David Bowie’s 1969 album Man of Music/Man of Words was retitled a few years after its debut, most likely because it was quickly becoming known as Space Oddity and Those Other Eight Songs We Could Care Less About. Strategically released just weeks before the Apollo 11 moon landing, that cinematic leadoff single recounting Major Tom’s dramatic liftoff has forever obscured the album’s remaining content.
In fact, the whole of Space Oddity is engaging, if frequently naive and pretentious. (On the Bowie Pretentiousness Scale, it ranks second only to Hunky Dory.) Although it was his second LP, it was the first to showcase the chameleonic artist who would spend the next decade shapeshifting. Leapfrogging from folk prog (“Cygnet Committee”) to Disney-esque balladry (“Wild-Eyed Boy from Freecloud”) to Elvis pop (“Janine”), this is exactly the Portrait of the Young Artist Having a Genre Crisis that you’d expect from the guy who’d later pretend to be an alien glam icon, write a musical version of 1984, and dive nose-first into ice-numb cocaine music.

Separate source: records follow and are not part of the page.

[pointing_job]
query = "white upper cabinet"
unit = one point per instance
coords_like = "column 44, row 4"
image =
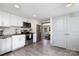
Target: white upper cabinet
column 16, row 20
column 19, row 23
column 4, row 19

The 40th-anniversary reissue includes a second disc of both rare and previously released stuff, most of it worth your while: a never-before-bootlegged demo of “Space Oddity” that shows Bowie in very different voice; the vastly superior two-part-single version of “Memory of a Free Festival,” Bowie’s own “Hey Jude”; and a handful of great singles, wanna-be singles, and BBC sessions. And then there’s “Ragazzo Solo, Ragazza Sola,” a version of “Space Oddity” sung in Italian that encapsulates the Bowie Allure, a blend of cojones, WTF, and pure romanticism.